HNWIs from the Middle East and Africa rate Dubai as the location with the most rapid growth in importance, with HNWIs from Latin America rating Miami and Sao Paolo as strong contenders for future influence.
Personal security (63%) now ranks above economic openness (60%) in HNWIs’ choice of cities to live.
Monaco remains the most expensive residential location in the world, with one square metre there now worth USD58,300 (Q4 2011), followed by the prime locations in Cap Ferrat, London and Hong Kong.
The Wealth Report 2012 also confirms the relentless shift in wealth distribution towards Asia-Pacific: the region covering China, SE Asia and Japan now has more centa-millionaires (those with over USD100m in assets) than North America or Western Europe.
Emerging economies have continued to build their huge influence on the real estate markets in established locations: wealth flows from developing economies underpinned prices across the leading prime markets in North America and Europe including Miami, Vancouver and London in 2011.
Knight Frank and Citi Private Bank expect further growth in interest in commercial property from HNWIs, forecasting USD74.1bn of private transactions globally in 2012 (a 5% year-on-year increase).
The report also highlights the increasing influence of global wealth flows on prime property and investment markets.
The newly wealthy from the world’s fastest-growing emerging economies rate stability, business transparency and education systems as the most important factors in a global city; prices of luxury housing in locations with this magic formula have been underpinned by their interest.
In Europe, despite the past year’s continental recession, the main luxury market hotspots have remained relatively hot – eight out of 10 top locations in the Knight Frank Prime International Residential Index (PIRI) price rankings are in the UK, France or Switzerland.
Prime property is a key part of portfolios – 2011 saw a global increase in allocation to real estate of 19%; the largest climbers in 2011 popularity for investment were bonds (+65%) and cash (+60%).
According to the report’s unique Attitudes Survey, lifestyle and investment remain the key drivers for luxury second-home purchases, with 16% of all HNWIs surveyed already owning a ski chalet, and 40% a beachfront property. The US and UK are the top second-home destinations for the rich.

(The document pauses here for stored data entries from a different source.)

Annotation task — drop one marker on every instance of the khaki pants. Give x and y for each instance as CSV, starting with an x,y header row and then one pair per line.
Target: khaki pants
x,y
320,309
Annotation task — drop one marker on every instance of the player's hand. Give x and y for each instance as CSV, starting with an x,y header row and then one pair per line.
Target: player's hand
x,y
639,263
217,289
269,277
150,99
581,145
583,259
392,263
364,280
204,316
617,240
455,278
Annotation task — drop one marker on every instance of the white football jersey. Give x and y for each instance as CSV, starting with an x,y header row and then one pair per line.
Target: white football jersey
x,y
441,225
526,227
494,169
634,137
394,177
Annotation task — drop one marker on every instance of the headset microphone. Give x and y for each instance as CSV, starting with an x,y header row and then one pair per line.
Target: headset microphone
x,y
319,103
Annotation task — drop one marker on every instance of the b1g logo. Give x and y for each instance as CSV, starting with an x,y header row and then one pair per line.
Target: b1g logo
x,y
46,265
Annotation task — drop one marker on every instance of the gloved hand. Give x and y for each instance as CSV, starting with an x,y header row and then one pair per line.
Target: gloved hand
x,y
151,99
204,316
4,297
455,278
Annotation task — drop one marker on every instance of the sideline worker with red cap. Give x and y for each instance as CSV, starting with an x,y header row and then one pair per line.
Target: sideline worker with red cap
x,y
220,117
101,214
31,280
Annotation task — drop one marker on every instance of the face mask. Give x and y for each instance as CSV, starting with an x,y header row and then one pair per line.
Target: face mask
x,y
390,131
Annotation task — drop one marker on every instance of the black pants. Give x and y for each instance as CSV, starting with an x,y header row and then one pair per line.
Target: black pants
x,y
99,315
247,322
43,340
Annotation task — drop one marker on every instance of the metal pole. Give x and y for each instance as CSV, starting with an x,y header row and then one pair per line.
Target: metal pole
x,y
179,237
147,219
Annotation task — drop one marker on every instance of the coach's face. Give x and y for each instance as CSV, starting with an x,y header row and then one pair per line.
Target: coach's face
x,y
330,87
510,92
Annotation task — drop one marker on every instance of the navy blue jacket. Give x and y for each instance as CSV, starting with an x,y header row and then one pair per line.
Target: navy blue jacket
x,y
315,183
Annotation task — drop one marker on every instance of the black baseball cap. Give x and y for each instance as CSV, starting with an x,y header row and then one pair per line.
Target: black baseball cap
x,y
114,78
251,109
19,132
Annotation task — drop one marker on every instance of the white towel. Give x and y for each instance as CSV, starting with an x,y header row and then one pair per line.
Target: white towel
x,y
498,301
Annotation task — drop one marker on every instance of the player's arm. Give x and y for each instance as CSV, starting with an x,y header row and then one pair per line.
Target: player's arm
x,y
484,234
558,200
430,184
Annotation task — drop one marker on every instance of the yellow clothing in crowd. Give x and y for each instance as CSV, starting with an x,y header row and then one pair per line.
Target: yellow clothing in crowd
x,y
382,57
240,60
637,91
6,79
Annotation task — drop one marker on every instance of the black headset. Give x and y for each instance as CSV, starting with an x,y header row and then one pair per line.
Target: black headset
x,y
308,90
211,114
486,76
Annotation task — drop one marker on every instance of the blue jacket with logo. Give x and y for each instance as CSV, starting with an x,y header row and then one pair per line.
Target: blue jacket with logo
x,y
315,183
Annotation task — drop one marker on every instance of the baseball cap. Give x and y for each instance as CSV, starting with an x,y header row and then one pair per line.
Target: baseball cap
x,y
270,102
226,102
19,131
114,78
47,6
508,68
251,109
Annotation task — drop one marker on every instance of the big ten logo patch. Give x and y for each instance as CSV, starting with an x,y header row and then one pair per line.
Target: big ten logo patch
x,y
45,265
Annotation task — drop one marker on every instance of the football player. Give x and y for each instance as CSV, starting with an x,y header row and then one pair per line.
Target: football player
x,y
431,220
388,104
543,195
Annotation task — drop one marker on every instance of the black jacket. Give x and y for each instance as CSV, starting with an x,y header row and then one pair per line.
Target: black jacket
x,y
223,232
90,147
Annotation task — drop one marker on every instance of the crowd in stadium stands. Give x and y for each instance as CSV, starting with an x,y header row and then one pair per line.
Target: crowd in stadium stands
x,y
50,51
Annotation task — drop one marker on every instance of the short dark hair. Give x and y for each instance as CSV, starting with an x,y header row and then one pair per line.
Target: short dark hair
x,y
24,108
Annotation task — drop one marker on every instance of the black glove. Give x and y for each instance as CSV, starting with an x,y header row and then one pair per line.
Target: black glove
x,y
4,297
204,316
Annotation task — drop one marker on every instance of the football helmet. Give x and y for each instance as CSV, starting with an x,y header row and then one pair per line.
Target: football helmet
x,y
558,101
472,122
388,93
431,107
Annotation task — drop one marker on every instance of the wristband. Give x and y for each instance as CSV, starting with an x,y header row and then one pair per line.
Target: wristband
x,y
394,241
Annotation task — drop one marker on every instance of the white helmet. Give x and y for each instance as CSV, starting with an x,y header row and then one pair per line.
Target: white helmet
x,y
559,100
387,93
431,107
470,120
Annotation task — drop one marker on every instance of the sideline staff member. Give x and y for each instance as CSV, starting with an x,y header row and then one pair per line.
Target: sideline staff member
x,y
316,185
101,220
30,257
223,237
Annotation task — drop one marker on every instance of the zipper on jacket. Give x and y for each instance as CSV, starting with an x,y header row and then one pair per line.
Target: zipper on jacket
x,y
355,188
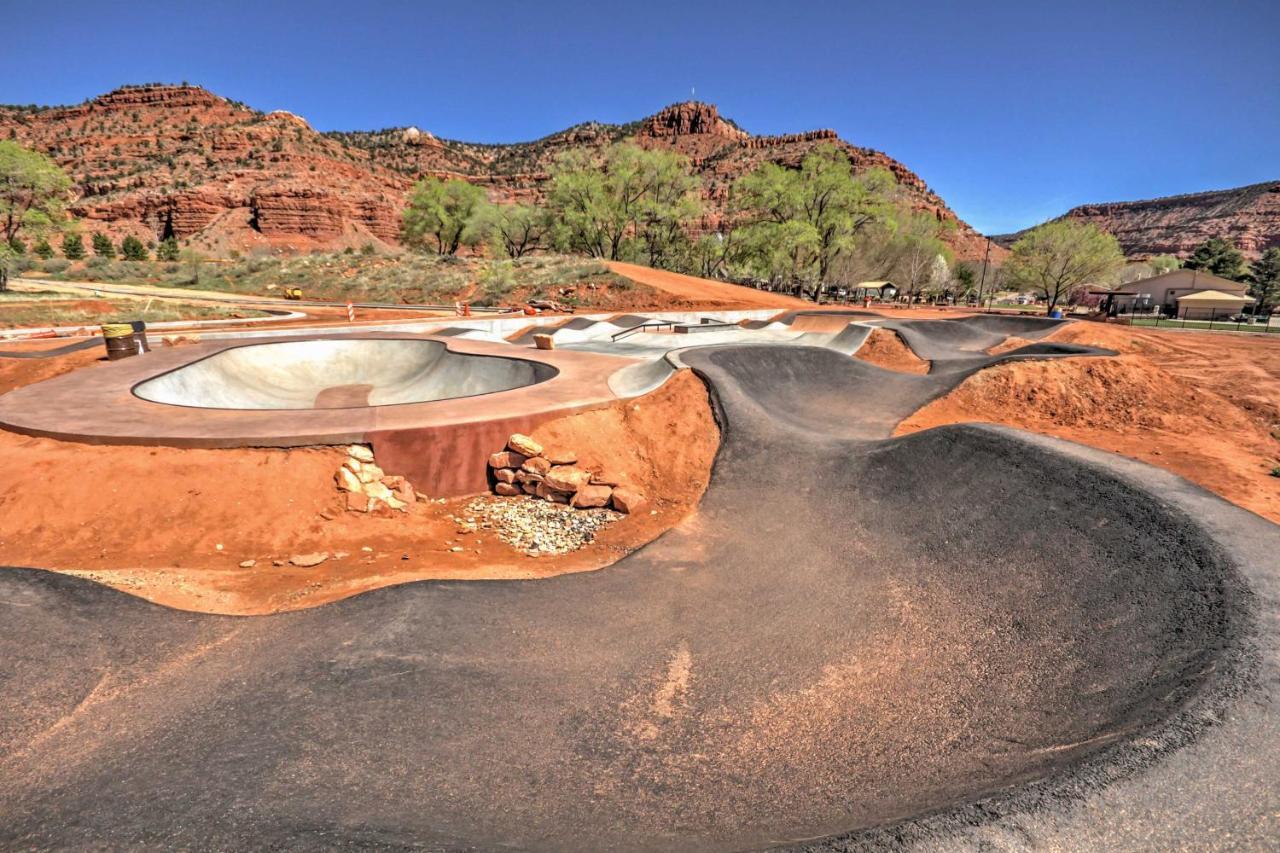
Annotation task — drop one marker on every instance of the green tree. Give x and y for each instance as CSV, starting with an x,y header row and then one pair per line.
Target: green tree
x,y
799,222
32,190
635,196
1057,258
439,215
1220,258
73,246
964,281
167,250
1265,279
133,249
103,246
513,229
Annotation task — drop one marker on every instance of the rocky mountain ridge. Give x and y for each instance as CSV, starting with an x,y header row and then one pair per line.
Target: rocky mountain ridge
x,y
160,160
1247,217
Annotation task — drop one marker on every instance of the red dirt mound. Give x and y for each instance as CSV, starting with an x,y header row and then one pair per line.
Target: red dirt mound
x,y
173,525
885,349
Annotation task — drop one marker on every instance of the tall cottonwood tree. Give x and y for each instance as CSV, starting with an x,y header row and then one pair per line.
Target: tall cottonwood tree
x,y
632,197
513,229
1057,258
798,222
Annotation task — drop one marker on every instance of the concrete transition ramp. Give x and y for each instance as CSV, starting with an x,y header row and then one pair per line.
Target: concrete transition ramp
x,y
949,638
338,374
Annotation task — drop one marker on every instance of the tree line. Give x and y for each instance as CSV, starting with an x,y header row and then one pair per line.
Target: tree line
x,y
809,228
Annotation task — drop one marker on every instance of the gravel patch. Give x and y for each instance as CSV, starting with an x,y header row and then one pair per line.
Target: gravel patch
x,y
539,527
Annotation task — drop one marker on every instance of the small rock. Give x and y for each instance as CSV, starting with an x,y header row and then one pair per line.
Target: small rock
x,y
507,459
627,500
524,445
347,479
608,478
567,478
536,465
560,456
370,473
378,492
592,496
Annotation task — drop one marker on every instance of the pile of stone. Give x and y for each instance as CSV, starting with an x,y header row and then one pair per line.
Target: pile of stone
x,y
536,527
528,468
368,487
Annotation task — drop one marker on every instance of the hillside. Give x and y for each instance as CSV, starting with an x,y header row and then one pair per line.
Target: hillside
x,y
163,160
1247,217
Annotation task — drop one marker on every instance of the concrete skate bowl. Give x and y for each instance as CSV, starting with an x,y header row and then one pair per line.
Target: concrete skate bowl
x,y
851,638
338,374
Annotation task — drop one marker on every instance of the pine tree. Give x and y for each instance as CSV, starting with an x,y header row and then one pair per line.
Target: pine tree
x,y
168,250
132,249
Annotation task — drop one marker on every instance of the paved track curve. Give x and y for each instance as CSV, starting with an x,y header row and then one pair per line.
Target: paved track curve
x,y
854,639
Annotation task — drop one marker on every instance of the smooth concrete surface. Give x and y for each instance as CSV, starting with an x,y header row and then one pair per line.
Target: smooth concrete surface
x,y
312,374
963,638
440,446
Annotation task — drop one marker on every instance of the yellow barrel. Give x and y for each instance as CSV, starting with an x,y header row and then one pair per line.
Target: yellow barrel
x,y
119,341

Andrew Shirley, editor of The Wealth Report says: “This year’s Wealth Report contains even more evidence that the world’s wealthy are weathering the economic slowdown better than the wider population, and nowhere is this better reflected than in prime property markets. Those markets considered ‘safe-haven’ locations continue to attract private investors looking for both prime residential and commercial property. Political and economic uncertainty across the world is only helping to exacerbate the trend.
“But it is not just property where HNWIs from fast-growing economies are making their mark. The Wealth Report’s Attitudes Survey reveals that they are playing an increasingly important role in the worlds of sport, fine art, wine, and philanthropy.”
Luigi Pigorini, CEO Citi Private Bank Europe, Middle East & Africa, says: “Wealthy individuals and families, especially those originating from Europe, the Middle East, Africa and Asia, have become extraordinarily global in nature. Many seek the rule of law and stability that make the UK a top choice for investment. With English a popular second language and a relatively weak pound, the global wealthy have confidently focused their interest on London and the wealth preservation it can afford.
“Investors seeking a more conservative strategy have gravitated toward high-quality properties in central business districts in cities such as Beijing, London, Munich, New York, Paris and Sydney. Conversely, for those willing to accept more risk, high growth markets, such as Asia and Latin America, may be able to generate more attractive returns relative to the US and Europe. Investors must remain cautious as global economic growth will continue to influence all property markets, and investors should measure their yield and return expectations taking growth into account.”